Object that manages the interface between Registry and datastores.

butlerRoot : str, optional

Unused parameter.

Notes

InMemoryDatastore does not support any file-based ingest.

Attributes Summary

bridge Object that manages the interface between this Datastore and the Registry (DatastoreRegistryBridge).
containerKey
defaultConfigFile Path to configuration defaults.
isEphemeral A new datastore is created every time and datasets disappear when the process shuts down.
names Names associated with this datastore returned as a list.

Methods Summary

addStoredItemInfo(refs, infos) Record internal storage information associated with one or more datasets.
emptyTrash(ignore_errors) Remove all datasets from the trash.
exists(ref) Check if the dataset exists in the datastore.
export(refs, *, directory, transfer) Export datasets for transfer to another data repository.
export_records(refs) Export datastore records and locations to an in-memory data structure.
forget(refs) Indicate to the Datastore that it should remove all records of the given datasets, without actually deleting them.
fromConfig(config, bridgeManager, butlerRoot) Create datastore from type specified in config file.
get(ref, parameters, Any], None] = None, …) Load an InMemoryDataset from the store.
getLookupKeys() Return all the lookup keys relevant to this datastore.
getManyURIs(refs, predict, allow_missing) Return URIs associated with many datasets.
getStoredItemInfo(ref)
getStoredItemsInfo(ref) Retrieve information associated with files stored in this Datastore associated with this dataset ref.
getURI(ref, predict) URI to the Dataset.
getURIs(ref, predict) Return URIs associated with dataset.
import_records(data, …) Import datastore location and record data from an in-memory data structure.
ingest(*datasets, transfer, None] = None, …) Ingest one or more files into the datastore.
knows(ref) Check if the dataset is known to the datastore.
knows_these(refs) Check which of the given datasets are known to this datastore.
mexists(refs, artifact_existence, bool]] = None) Check the existence of multiple datasets at once.
needs_expanded_data_ids(transfer, entity, …) Test whether this datastore needs expanded data IDs to ingest.
put(inMemoryDataset, ref) Write a InMemoryDataset with a given DatasetRef to the store.
remove(ref) Indicate to the Datastore that a dataset can be removed.
removeStoredItemInfo(ref) Remove information about the file associated with this dataset.
retrieveArtifacts(refs, destination, …) Retrieve the file artifacts associated with the supplied refs.
setConfigRoot(root, config, full, overwrite) Set any filesystem-dependent config options for this Datastore to be appropriate for a new empty repository with the given root.
transaction() Context manager supporting Datastore transactions.
transfer(inputDatastore, ref) Retrieve a dataset from an input Datastore, and store the result in this Datastore.
transfer_from(source_datastore, refs, …) Transfer dataset artifacts from another datastore to this one.
trash(ref, …) Indicate to the Datastore that a dataset can be removed.
validateConfiguration(entities, DatasetType, …) Validate some of the configuration for this datastore.
validateKey(lookupKey, entity, DatasetType, …) Validate a specific look up key with supplied entity.

Attributes Documentation

bridge

Object that manages the interface between this Datastore and the Registry (DatastoreRegistryBridge).

containerKey = None
defaultConfigFile = 'datastores/inMemoryDatastore.yaml'

Path to configuration defaults. Accessed within the configs resource or relative to a search path. Can be None if no defaults specified.

isEphemeral = True

A new datastore is created every time and datasets disappear when the process shuts down.

names

Names associated with this datastore returned as a list.

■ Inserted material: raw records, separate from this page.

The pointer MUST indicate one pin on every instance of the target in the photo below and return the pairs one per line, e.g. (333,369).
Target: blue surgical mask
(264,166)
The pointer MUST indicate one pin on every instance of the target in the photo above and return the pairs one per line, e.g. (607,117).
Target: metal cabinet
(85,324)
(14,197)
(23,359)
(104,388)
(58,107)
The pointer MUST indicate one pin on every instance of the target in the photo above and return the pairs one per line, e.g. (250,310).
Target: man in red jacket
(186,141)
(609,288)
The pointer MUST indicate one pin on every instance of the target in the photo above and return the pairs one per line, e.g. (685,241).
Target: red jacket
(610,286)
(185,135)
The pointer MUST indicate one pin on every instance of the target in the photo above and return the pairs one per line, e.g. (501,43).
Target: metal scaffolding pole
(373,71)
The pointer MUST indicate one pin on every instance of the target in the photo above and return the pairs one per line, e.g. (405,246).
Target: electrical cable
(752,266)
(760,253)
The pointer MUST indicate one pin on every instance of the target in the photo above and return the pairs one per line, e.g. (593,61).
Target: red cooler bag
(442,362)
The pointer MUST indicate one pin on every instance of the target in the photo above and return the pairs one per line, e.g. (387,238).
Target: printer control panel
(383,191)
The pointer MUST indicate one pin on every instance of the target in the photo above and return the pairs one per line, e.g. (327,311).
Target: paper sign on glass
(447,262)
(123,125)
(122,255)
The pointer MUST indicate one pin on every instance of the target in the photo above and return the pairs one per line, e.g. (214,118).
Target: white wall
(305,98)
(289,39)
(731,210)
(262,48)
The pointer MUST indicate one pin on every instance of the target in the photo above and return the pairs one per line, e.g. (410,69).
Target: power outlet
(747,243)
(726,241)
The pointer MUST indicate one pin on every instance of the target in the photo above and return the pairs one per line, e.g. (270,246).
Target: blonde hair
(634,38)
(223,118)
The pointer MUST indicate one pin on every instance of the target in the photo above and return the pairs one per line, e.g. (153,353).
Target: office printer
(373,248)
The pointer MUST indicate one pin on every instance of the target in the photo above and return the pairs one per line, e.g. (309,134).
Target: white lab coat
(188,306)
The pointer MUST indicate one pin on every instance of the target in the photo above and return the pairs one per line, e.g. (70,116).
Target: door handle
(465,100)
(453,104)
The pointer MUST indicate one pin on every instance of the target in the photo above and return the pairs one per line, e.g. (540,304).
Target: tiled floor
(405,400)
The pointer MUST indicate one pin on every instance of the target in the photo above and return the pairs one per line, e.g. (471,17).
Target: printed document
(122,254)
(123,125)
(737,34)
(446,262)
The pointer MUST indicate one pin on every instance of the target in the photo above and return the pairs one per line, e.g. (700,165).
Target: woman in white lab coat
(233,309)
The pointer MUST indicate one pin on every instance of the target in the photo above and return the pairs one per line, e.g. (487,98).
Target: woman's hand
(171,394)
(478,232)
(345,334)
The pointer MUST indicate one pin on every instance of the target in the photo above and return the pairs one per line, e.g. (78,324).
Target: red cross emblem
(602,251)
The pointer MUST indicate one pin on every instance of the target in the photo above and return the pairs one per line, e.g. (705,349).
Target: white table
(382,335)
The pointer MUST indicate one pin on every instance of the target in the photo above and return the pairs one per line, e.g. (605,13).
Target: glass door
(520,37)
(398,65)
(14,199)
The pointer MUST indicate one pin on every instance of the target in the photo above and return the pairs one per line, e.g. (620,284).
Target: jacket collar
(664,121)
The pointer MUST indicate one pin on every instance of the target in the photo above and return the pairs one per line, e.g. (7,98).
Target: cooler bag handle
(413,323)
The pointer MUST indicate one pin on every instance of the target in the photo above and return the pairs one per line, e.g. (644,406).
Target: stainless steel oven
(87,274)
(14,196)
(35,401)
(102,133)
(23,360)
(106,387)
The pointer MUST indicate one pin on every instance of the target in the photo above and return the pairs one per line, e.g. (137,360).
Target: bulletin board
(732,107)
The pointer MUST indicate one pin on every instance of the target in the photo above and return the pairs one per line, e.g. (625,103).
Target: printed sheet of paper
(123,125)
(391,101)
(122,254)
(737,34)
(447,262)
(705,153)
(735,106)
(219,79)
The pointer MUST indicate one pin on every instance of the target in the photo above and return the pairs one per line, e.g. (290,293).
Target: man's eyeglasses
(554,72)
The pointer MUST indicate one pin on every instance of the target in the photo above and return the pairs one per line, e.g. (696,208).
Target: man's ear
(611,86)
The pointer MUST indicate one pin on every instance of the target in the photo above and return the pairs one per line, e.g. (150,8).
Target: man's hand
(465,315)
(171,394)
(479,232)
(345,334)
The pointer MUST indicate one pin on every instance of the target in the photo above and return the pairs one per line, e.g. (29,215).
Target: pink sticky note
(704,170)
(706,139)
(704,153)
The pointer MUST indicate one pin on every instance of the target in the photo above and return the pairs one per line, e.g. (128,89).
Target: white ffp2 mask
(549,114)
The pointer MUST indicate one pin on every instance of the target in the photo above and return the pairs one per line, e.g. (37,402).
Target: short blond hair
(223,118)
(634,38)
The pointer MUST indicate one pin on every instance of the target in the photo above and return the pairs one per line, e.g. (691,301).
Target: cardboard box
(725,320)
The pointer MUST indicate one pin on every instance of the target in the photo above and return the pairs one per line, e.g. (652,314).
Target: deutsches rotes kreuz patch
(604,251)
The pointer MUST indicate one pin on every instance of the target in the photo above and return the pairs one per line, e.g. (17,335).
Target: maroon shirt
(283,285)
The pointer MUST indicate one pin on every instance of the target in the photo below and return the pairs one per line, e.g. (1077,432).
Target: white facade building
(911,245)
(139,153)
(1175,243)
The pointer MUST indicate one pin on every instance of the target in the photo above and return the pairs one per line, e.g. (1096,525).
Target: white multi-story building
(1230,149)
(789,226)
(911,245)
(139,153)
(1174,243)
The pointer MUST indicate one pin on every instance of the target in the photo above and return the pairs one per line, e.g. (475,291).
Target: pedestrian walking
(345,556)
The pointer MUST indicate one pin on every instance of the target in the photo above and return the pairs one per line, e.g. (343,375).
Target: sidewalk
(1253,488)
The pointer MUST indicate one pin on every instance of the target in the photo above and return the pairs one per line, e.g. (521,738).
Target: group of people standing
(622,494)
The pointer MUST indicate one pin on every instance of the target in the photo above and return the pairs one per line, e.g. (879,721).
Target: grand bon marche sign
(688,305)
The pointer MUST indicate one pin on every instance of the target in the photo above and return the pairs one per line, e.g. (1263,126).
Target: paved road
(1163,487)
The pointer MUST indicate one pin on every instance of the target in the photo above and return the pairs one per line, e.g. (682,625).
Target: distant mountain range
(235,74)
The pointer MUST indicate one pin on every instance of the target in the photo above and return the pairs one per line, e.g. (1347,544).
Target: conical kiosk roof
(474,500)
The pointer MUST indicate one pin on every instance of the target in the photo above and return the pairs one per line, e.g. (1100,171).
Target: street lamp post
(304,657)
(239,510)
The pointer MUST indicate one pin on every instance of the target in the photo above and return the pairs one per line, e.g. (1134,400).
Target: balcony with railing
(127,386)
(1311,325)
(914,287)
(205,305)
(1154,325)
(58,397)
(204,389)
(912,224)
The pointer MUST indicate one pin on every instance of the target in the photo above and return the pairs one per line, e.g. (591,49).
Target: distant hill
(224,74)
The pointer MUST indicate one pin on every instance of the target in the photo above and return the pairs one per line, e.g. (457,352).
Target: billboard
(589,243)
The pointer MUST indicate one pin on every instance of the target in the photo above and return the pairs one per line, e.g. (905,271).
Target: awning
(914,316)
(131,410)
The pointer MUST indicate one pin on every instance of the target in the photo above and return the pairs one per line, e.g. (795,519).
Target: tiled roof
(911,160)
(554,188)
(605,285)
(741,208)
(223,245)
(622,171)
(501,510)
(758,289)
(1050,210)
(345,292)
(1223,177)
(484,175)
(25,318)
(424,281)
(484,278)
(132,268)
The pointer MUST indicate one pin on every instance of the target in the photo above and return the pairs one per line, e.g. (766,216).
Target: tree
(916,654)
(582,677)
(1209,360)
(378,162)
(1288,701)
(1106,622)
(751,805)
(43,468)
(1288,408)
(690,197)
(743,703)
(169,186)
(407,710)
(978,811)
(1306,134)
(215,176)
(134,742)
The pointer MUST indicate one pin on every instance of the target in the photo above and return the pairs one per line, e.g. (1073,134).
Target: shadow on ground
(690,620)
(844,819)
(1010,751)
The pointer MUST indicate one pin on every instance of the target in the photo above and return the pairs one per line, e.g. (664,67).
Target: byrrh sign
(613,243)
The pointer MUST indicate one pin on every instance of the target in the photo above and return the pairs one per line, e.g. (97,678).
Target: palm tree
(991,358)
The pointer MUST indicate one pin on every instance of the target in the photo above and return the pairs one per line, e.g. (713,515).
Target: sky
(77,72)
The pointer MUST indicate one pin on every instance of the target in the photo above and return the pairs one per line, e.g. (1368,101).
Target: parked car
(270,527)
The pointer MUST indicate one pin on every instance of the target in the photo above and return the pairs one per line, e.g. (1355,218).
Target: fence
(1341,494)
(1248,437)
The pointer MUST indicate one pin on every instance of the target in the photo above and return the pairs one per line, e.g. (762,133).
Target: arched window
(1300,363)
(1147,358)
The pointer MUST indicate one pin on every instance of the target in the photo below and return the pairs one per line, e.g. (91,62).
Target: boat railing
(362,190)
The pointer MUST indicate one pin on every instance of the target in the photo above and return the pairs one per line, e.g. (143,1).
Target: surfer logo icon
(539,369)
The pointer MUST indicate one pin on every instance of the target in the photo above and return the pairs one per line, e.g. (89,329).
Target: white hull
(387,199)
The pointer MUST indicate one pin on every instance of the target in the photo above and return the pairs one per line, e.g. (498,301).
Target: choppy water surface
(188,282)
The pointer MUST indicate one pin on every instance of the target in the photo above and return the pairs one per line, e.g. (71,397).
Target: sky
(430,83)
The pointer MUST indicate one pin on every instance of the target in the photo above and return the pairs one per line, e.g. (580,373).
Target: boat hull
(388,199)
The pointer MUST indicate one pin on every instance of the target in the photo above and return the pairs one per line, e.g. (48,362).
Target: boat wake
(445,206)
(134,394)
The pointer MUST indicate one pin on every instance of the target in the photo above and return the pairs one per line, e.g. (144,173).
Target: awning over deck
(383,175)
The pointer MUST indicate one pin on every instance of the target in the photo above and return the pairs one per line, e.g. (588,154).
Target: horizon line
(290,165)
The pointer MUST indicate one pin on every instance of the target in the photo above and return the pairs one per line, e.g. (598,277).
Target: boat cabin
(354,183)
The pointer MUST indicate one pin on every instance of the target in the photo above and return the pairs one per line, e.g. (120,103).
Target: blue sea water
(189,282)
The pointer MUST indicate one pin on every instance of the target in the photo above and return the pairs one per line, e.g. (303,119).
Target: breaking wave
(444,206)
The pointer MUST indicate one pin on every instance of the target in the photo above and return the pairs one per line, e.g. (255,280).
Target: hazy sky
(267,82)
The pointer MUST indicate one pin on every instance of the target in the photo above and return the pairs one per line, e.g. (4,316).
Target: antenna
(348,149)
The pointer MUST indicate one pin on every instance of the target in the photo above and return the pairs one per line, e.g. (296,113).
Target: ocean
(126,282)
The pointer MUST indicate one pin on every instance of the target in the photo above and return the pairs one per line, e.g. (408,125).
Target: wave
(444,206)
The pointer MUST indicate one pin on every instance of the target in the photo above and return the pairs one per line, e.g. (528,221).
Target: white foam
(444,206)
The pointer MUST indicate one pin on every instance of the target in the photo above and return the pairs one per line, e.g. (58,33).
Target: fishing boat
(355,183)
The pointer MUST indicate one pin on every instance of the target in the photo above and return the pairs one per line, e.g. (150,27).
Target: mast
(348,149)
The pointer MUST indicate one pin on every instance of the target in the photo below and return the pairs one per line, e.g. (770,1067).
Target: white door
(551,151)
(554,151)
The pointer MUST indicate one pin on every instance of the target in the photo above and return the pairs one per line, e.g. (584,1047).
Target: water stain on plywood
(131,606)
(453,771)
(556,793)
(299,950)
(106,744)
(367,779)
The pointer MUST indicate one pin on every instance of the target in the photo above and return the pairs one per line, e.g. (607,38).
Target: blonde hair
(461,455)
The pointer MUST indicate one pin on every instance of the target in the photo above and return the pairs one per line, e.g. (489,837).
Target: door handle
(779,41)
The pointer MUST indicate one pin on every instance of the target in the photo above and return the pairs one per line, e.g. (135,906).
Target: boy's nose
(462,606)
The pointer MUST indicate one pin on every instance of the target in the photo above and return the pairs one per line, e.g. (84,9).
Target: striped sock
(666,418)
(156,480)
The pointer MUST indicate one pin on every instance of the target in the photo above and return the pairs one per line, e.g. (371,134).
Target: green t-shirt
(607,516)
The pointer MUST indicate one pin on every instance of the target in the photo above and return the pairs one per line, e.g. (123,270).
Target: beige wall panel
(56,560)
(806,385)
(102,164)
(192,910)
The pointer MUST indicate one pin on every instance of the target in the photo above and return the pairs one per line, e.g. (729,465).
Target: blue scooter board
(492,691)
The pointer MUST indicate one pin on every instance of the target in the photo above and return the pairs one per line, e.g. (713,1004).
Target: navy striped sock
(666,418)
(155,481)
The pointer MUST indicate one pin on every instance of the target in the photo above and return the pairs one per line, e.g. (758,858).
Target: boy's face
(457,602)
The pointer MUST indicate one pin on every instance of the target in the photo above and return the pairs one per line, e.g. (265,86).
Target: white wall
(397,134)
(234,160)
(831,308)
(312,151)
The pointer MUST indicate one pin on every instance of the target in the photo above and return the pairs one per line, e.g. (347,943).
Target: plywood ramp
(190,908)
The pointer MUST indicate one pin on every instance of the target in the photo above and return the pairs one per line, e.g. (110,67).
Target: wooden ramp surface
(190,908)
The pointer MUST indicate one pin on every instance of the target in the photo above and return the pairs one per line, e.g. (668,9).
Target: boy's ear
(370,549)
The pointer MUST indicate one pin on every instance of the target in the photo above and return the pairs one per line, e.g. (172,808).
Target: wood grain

Can be different to name for a chaining datastore.

Methods Documentation

addStoredItemInfo(refs: Iterable[lsst.daf.butler.core.datasets.ref.DatasetRef], infos: Iterable[lsst.daf.butler.datastores.inMemoryDatastore.StoredMemoryItemInfo]) → None

Record internal storage information associated with one or more datasets.

Parameters:
refs : sequence of DatasetRef

The datasets that have been stored.

infos : sequence of StoredDatastoreItemInfo

Metadata associated with the stored datasets.

emptyTrash(ignore_errors: bool = False) → None

Remove all datasets from the trash.

Parameters:
ignore_errors : bool, optional

Ignore errors.

Notes

The internal tracking of datasets is affected by this method and transaction handling is not supported if there is a problem before the datasets themselves are deleted.

Concurrency should not normally be an issue for the in memory datastore since all internal changes are isolated to solely this process and the registry only changes rows associated with this process.

exists(ref: lsst.daf.butler.core.datasets.ref.DatasetRef) → bool

Check if the dataset exists in the datastore.

Parameters:
ref : DatasetRef

Reference to the required dataset.

Returns:
exists : bool

True if the entity exists in the Datastore.

export(refs: Iterable[DatasetRef], *, directory: Optional[ResourcePathExpression] = None, transfer: Optional[str] = 'auto') → Iterable[FileDataset]

Export datasets for transfer to another data repository.

Parameters:
refs : iterable of DatasetRef

Dataset references to be exported.

directory : str, optional

Path to a directory that should contain files corresponding to output datasets. Ignored if transfer is explicitly None.

transfer : str, optional

Mode that should be used to move datasets out of the repository. Valid options are the same as those of the transfer argument to ingest, and datastores may similarly signal that a transfer mode is not supported by raising NotImplementedError. If “auto” is given and no directory is specified, None will be implied.

Returns:
dataset : iterable of DatasetTransfer

Structs containing information about the exported datasets, in the same order as refs.

Raises:
NotImplementedError

Raised if the given transfer mode is not supported.

export_records(refs: Iterable[DatasetIdRef]) → Mapping[str, DatastoreRecordData]

Export datastore records and locations to an in-memory data structure.

Parameters:
refs : Iterable [ DatasetIdRef ]

Datasets to save. This may include datasets not known to this datastore, which should be ignored.

Returns:
data : Mapping [ str, DatastoreRecordData ]

Exported datastore records indexed by datastore name.

forget(refs: Iterable[lsst.daf.butler.core.datasets.ref.DatasetRef]) → None

Indicate to the Datastore that it should remove all records of the given datasets, without actually deleting them.

Parameters:
refs : Iterable [ DatasetRef ]

References to the datasets being forgotten.

Notes

Asking a datastore to forget a DatasetRef it does not hold should be a silent no-op, not an error.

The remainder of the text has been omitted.